Barathrum V.I.T.R.I.O.L. was Absu’s first full-length release after two demos and an EP and even though it’s not as polished or as intricate as later releases, it is still a very solid release that should not be overlooked.
Absu kind of tread the middle-line of Black Metal. Their production isn’t as raw as the Graveland or Judas Iscariot’s of the world, but they're not as polished or as crushingly produced as newer Immortal releases either. Barathrum, perhaps because of its moderate age, is the most raw of Absu's releases but from a musical standpoint it is still similar to their newer releases. What Absu does well on the majority of this release is successfully blend aggressive and fast Black Metal with a Death/Thrash mentality with more traditional Black Metal riffs that provide an appropriate amount of melody and atmosphere. There aren’t really any completely Death or Thrash riffs on display during the fast sections, but the way the fast sections are structured from a rhythm and drum style standpoint there mine as well be. Here in lies the problem with this release as well. Occasionally the riffs and atmosphere just get lost in the blast of noise that every instrument creates. What was once a mildly atmospheric song that you could still head bang to turns into a mish-mash of aggressiveness. This aspect of Absu’s music would be almost completely rectified on later releases, but as far this one goes it only shows up in a couple of songs. The majority of this release is filled with a clever mix of atmosphere and aggression that doesn’t sound out of place or misconceived, though.
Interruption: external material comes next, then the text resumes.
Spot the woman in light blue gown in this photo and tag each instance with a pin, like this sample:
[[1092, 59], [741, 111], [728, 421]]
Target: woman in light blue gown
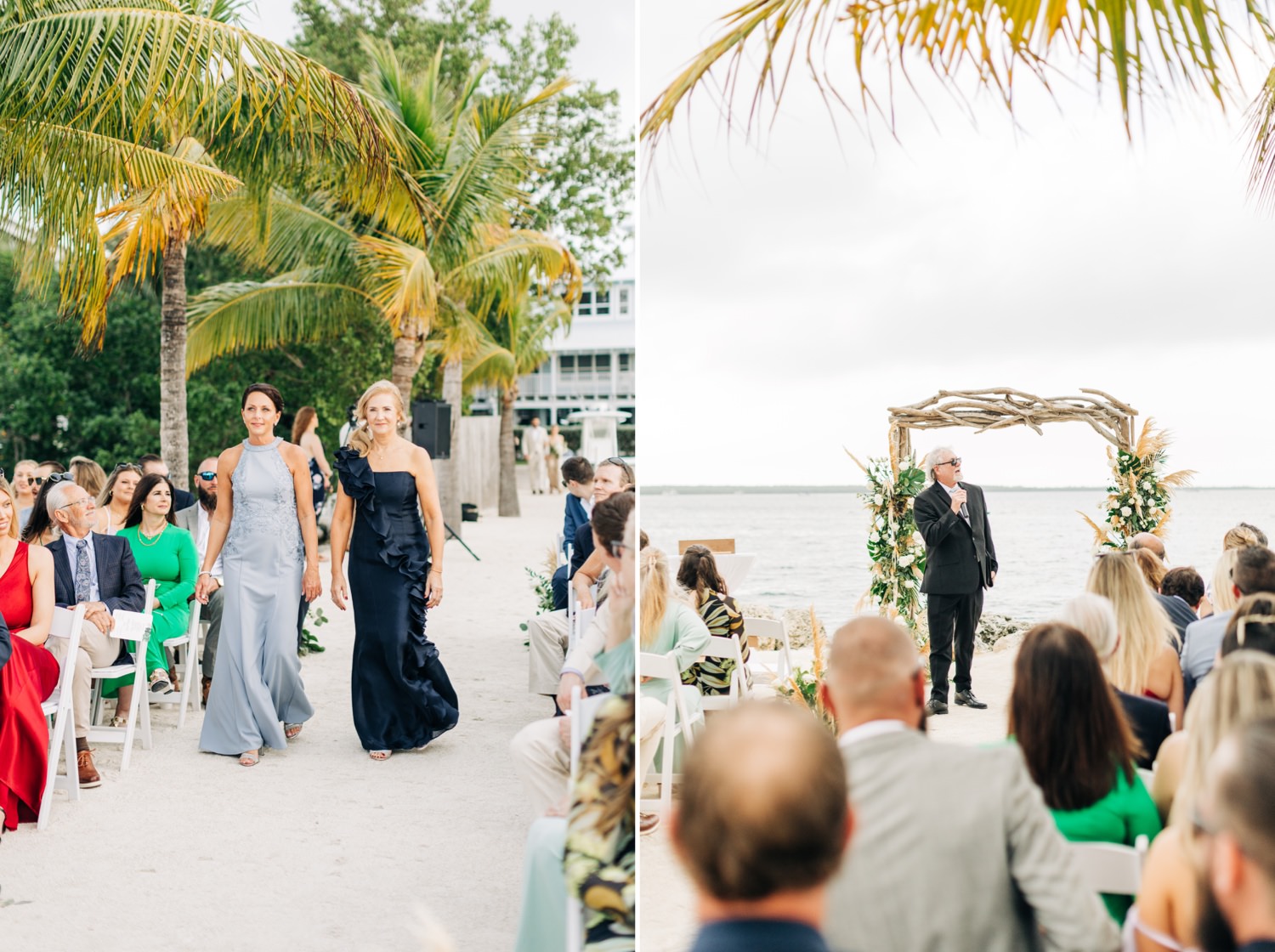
[[265, 533]]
Another highlight of Absu’s debut, as is the case with any Absu release, is the drumming. The drums have an excellent tone and mix to them and if it were any other way Proscriptor’s maniacal drum performance would be lost. There are a lot of talented drummers in Black Metal but because of the nature of the music their abilities are rarely shown to their full extent (Fenriz is a perfect example of this). This is not the case at all with Absu, however. Proscriptor is intensly fast and precise with incredible fills and head-spinning double bass. That Thrash and Death Metal mentality seeps its way into the drums more than anything and even though there are common-place Black Metal blasts, there is plenty of double bass and Thrash runs. Meanwhile the lyrics are very good as well. Dealing with the occult and various mythos (primarily Celtic) Proscriptor’s lyrics are both poetic and intelligent, but you’re going to have to read the booklet to get anything out of them since you’re certainly not going to hear anything from listening to the music. The vocals come in two varieties. There is the rapsy, shrill stylings of Shaftiel and the more mid-range stylings of Proscriptor. Shaftiel populates most of this release and he is the weaker of the two. It's almost as if his vocals are just spewed forth without much thought to their place within the rhyhtm structure during the faster tempos. Meanwhile Proscriptor proves he's not only an amazing drummer but an above average Black Metal vocalist as well. Unforunately, he only appears on a couple songs. The guitars are well played for the most part and have a nice chainsaw styled tone to them. Keyboards also dot a couple of songs with laid-back, low-key, mid-paced synth.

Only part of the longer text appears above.